Mandel had a tremendous rally to earn his All-America status. He entered the day in 18th place in the men's sabre competition with a record of 6-9 on Day One of competition. Mandel then went 1-3 in his first round of  four matches today - defeating Kevin Hassett of Notre Dame - to remain in 18th place with seven victories.

With his final four matches scheduled against three other fencers who also had seven wins and another just ahead of him with eight wins, the opportunity was there for Mandel to move up in the final standings. He did just that by sweeping Daniel Wolfson and Cameron Linday of Stanford and Eric Arzoian and Alexander Ryjik of Harvard. Mandel posted 5-3 wins over three of the four competitors with a 5-2 win over Lindsay to jump six spots in the standings and into the final All-America position, coming in 12th out of 24 competitors.  

Mandel is Brandeis's first fencing All-American of any kind since Will Friedman '09 was 10th in the foil in 2008. He is the first Judge to earn men's sabre All-America honors since Olympic silver medalist Tim Morehouse '00 finished in fourth place in 2000. 

Brandeis's third fencer at the NCAAs, junior foil fencer Julian Cardillo (Medford, Mass./St. Johns Prep) went 3-5 on the final day of competiton, to finish at 5-18 in 22nd place, moving up two positions from Day 1. Cardillo's victories on the second day of competition came against Leland Berstein of Pennsylvania (5-4), Quentin Schneider of Wayne State (5-2) and Stanford's Turner Caldwell (5-2). 

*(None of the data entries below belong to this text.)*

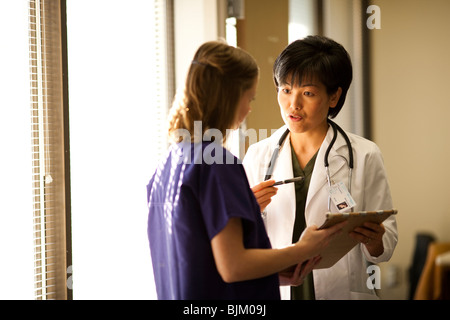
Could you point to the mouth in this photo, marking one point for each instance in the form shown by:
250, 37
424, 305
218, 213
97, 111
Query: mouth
294, 117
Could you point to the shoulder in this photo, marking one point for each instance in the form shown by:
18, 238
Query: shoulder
363, 144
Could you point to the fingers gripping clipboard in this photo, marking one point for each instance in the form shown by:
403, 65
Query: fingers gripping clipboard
341, 244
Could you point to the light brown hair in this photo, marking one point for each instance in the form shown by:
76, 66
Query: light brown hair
218, 76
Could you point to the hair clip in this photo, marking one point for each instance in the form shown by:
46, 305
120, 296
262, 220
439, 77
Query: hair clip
199, 63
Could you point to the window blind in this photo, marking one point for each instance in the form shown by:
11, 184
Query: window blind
48, 170
165, 67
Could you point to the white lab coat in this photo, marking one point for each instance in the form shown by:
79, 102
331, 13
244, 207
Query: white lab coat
370, 190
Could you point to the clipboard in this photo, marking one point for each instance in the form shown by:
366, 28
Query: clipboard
342, 243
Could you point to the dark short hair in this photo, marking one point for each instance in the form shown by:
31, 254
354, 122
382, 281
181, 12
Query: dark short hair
315, 57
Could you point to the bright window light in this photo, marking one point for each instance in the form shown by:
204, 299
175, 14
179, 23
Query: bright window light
113, 146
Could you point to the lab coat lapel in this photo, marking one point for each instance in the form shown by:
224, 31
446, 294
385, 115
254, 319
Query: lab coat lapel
318, 186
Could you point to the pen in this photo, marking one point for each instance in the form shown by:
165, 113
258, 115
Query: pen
288, 181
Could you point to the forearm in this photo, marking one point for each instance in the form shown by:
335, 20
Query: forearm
236, 263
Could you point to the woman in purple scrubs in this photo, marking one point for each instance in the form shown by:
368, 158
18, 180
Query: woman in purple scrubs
207, 238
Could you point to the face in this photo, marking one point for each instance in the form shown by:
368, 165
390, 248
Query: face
244, 104
304, 107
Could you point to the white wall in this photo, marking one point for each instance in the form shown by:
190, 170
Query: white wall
410, 69
196, 21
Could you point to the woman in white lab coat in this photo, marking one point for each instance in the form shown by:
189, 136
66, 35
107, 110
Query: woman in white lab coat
312, 77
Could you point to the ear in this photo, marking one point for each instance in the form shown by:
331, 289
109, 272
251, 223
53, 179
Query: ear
334, 98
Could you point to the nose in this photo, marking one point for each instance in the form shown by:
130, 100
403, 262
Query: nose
296, 101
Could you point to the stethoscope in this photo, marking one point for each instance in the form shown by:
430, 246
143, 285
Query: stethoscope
335, 128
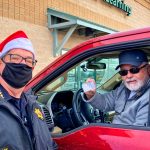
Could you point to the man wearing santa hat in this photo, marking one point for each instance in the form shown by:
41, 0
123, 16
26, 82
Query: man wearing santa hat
21, 128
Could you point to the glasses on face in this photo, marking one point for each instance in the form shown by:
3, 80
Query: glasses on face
133, 70
15, 58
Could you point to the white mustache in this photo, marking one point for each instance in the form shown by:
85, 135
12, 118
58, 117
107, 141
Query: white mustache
129, 80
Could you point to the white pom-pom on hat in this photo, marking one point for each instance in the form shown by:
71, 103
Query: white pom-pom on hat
16, 40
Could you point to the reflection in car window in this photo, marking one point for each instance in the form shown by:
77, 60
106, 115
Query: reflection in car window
101, 70
77, 75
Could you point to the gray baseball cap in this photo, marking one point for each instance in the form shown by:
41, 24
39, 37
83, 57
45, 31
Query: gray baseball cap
132, 57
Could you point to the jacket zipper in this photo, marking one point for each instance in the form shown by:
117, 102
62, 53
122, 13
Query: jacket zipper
20, 123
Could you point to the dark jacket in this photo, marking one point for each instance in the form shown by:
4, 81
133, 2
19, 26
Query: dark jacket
128, 111
13, 133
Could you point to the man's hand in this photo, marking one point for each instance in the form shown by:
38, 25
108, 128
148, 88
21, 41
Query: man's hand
89, 88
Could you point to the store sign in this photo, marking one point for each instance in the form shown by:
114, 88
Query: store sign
121, 5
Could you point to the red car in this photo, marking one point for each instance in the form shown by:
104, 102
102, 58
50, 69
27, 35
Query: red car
74, 124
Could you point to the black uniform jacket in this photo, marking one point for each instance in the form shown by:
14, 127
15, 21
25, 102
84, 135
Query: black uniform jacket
14, 135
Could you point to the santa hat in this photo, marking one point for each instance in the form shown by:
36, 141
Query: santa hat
16, 40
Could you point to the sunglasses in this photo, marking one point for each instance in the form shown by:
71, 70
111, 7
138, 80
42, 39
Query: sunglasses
133, 70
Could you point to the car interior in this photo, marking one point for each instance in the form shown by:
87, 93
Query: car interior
61, 99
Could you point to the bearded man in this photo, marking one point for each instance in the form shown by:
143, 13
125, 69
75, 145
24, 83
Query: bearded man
131, 99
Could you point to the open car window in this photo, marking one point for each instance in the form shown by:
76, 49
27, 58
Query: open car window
100, 69
58, 95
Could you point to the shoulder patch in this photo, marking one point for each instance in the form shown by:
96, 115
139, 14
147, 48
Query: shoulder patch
1, 95
39, 114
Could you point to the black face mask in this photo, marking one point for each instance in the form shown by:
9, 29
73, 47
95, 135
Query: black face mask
17, 75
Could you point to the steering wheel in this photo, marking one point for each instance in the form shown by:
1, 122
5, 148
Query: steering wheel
84, 113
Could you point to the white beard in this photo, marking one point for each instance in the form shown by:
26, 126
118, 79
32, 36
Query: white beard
136, 86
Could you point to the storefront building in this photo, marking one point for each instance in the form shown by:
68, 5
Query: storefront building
55, 26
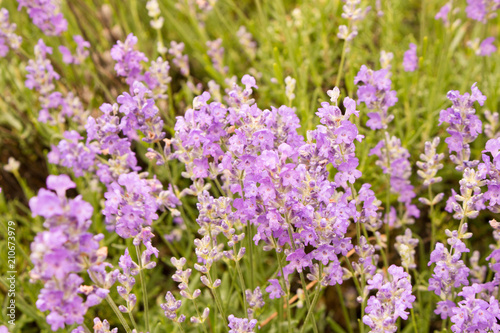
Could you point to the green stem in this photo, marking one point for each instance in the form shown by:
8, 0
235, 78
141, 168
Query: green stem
113, 306
284, 287
344, 308
302, 279
218, 303
313, 305
144, 290
240, 275
250, 253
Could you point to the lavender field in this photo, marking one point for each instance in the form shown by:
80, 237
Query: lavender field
214, 166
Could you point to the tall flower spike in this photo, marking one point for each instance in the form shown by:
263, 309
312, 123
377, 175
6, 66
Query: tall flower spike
464, 125
46, 14
62, 251
374, 89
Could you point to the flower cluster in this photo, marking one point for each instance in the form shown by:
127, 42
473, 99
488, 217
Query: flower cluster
81, 52
394, 161
8, 39
464, 125
450, 272
393, 297
410, 60
40, 77
46, 14
63, 251
374, 89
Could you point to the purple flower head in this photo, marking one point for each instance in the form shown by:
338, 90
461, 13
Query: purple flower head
410, 60
45, 14
274, 289
81, 51
374, 89
8, 39
444, 13
241, 325
58, 254
482, 10
487, 48
391, 301
464, 125
128, 60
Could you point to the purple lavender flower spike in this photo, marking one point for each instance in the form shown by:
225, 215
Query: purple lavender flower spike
487, 48
59, 253
46, 14
128, 61
410, 60
241, 325
8, 39
464, 125
393, 298
374, 89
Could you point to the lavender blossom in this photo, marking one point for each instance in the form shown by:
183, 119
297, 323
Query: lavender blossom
410, 61
63, 251
482, 10
8, 39
376, 94
46, 14
392, 299
128, 60
241, 325
216, 54
464, 126
81, 52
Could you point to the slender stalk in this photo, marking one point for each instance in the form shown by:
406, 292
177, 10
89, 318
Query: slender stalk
313, 305
133, 320
344, 308
342, 58
219, 304
302, 278
144, 289
113, 306
250, 253
289, 314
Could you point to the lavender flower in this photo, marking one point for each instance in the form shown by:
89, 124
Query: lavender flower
64, 250
487, 48
393, 159
103, 326
46, 14
376, 94
216, 54
8, 39
482, 10
171, 307
464, 127
410, 61
474, 313
405, 245
450, 272
392, 299
246, 40
180, 60
81, 51
128, 60
430, 163
241, 325
443, 14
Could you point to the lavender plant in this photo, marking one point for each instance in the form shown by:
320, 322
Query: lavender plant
215, 166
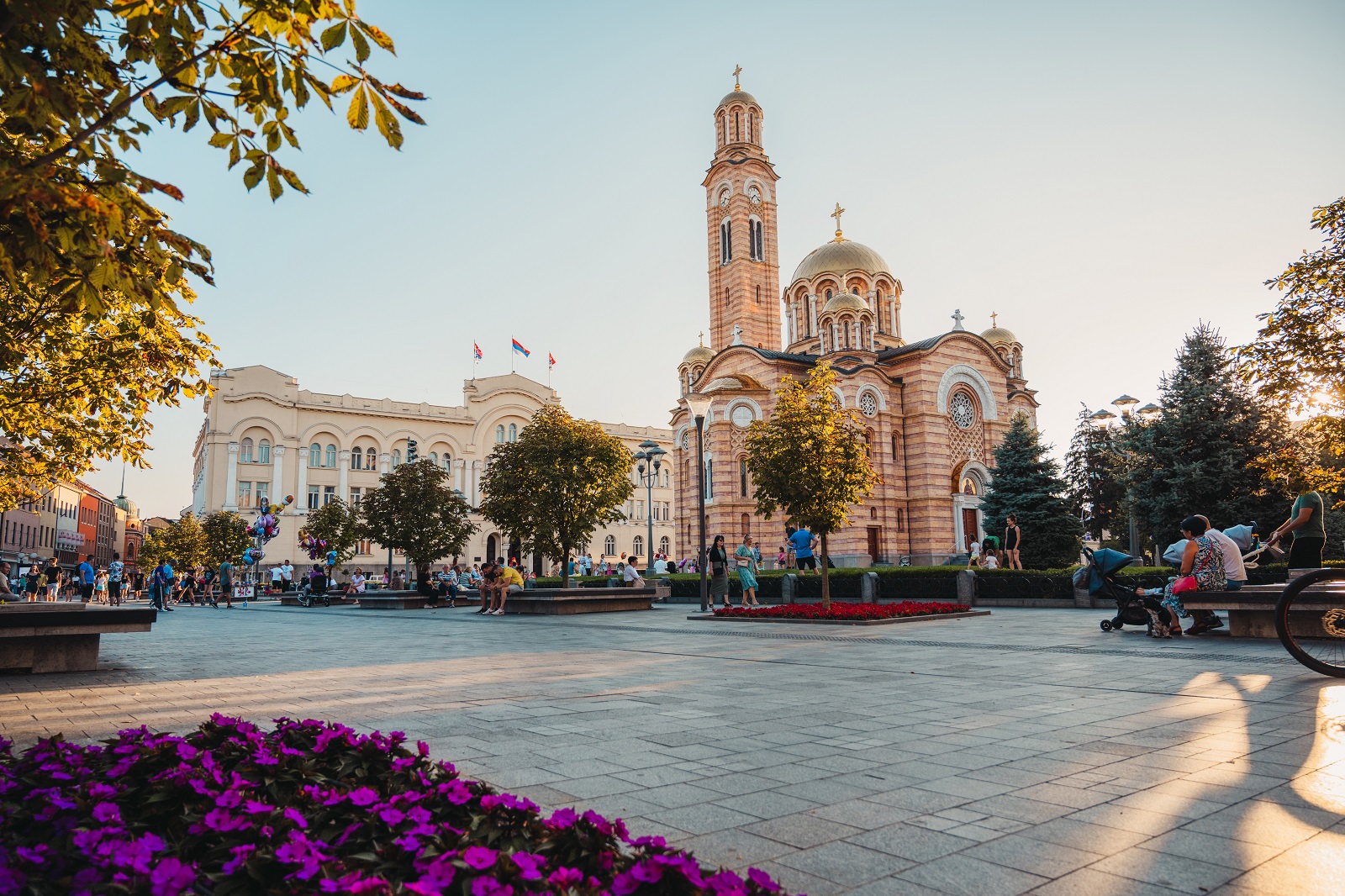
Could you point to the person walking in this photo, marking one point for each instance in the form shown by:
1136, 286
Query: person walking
1308, 522
748, 566
1013, 539
116, 569
719, 560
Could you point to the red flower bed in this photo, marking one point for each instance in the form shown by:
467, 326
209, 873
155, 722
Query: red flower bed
845, 611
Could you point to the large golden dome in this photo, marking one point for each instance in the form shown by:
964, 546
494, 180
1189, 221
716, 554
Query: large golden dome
840, 257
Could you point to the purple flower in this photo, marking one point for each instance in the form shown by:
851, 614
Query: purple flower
170, 878
479, 857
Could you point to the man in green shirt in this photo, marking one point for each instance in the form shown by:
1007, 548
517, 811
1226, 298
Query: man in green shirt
1308, 522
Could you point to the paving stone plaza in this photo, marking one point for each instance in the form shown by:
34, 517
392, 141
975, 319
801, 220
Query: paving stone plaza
1013, 754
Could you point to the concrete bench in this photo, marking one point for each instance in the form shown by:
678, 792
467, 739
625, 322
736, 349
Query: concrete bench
1251, 609
50, 636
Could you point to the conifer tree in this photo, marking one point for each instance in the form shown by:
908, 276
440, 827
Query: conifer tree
1208, 450
1028, 485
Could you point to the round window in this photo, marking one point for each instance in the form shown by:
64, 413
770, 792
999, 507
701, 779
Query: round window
962, 410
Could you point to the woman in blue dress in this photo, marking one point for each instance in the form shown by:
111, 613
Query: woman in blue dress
746, 571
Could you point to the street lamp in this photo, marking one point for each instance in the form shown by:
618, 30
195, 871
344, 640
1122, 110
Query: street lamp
652, 455
699, 407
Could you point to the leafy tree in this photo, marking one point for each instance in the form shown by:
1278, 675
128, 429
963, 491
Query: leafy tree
182, 541
91, 266
417, 512
810, 461
226, 537
338, 524
1298, 358
1210, 448
1028, 485
1096, 478
556, 485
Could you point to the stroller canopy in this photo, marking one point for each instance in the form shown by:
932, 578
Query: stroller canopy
1106, 562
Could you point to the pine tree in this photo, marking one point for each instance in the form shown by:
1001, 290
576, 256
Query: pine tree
1028, 485
1207, 451
1096, 478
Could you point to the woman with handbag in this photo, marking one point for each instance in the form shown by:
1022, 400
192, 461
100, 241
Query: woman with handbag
719, 560
746, 571
1201, 569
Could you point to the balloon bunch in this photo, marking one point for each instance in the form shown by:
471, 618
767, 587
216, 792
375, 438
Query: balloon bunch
315, 546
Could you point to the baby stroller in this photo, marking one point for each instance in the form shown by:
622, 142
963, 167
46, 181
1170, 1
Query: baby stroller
1131, 609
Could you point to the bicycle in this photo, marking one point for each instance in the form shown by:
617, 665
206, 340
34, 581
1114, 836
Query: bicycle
1311, 622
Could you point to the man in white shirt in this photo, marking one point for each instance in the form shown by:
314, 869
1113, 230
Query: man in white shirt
1234, 568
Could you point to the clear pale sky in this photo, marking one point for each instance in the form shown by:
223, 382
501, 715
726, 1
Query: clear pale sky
1100, 175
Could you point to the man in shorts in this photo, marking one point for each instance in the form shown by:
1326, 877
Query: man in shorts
804, 544
508, 582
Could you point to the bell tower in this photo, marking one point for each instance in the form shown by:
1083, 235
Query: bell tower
741, 228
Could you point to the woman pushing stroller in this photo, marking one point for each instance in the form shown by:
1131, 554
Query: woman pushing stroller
1201, 569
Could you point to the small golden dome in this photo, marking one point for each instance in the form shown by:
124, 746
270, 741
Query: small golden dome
845, 302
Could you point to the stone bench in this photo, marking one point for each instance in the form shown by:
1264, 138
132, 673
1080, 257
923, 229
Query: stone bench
1251, 609
50, 636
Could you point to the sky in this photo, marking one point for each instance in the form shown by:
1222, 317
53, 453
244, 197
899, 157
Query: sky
1103, 177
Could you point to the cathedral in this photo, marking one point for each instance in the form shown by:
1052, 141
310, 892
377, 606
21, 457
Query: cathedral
934, 409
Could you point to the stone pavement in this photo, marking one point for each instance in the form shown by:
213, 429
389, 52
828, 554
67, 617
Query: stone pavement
1019, 752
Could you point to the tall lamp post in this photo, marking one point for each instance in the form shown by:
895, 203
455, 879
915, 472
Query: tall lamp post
699, 408
652, 455
1103, 421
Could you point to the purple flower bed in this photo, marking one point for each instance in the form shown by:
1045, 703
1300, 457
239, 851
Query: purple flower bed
306, 808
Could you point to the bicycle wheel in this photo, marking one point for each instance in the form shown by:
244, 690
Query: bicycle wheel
1311, 623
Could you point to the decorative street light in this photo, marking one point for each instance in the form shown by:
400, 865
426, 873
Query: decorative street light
652, 455
699, 408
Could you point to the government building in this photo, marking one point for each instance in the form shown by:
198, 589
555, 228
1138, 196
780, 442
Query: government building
934, 408
264, 439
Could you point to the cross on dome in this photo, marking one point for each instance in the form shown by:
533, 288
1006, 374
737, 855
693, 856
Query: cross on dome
837, 215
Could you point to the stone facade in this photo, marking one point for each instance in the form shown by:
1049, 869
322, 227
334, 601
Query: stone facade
934, 409
264, 435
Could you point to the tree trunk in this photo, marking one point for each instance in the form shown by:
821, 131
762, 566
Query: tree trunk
826, 580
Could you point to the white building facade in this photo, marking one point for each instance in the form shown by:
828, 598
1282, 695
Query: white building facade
264, 439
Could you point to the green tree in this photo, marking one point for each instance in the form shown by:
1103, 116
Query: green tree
1298, 358
1026, 483
92, 268
338, 524
182, 541
556, 485
1210, 448
810, 461
1096, 478
226, 537
417, 512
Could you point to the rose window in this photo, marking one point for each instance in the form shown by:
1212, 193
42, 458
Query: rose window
962, 410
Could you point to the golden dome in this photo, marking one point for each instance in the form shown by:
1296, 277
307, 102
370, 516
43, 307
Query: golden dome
699, 356
740, 96
845, 302
1000, 336
840, 257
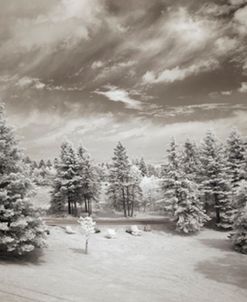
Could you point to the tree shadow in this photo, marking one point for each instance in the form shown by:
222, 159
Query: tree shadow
231, 269
35, 257
220, 244
78, 251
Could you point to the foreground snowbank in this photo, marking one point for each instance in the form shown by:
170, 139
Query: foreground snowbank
158, 266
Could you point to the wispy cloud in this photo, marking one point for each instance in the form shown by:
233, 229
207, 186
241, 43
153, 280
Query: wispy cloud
116, 94
26, 82
178, 73
243, 88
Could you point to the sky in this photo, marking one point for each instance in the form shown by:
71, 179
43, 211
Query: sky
97, 72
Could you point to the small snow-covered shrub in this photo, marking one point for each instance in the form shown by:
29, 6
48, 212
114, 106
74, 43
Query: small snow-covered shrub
147, 228
133, 230
69, 230
239, 234
110, 234
87, 228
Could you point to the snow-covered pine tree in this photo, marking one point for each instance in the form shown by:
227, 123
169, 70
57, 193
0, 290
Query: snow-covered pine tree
214, 184
21, 228
143, 167
190, 160
235, 154
239, 234
118, 178
133, 190
49, 164
181, 196
42, 164
240, 196
66, 184
89, 180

(Click here for a summary of Day One of competition)

With the 19 points scored by their three competitors, Brandeis finished in 22nd place out of the 25 schools that sent teams to the NCAA championships. The Judges matched Sacred Heard in total wins, but finished behind them based on tiebreakers. Brandeis was also third among four Division III programs, with MIT and NYU finishing in 17th and 18th places, tied with 23 points. Princeton took home the overall title, their first in program history, outscoring Notre Dame, 182-175.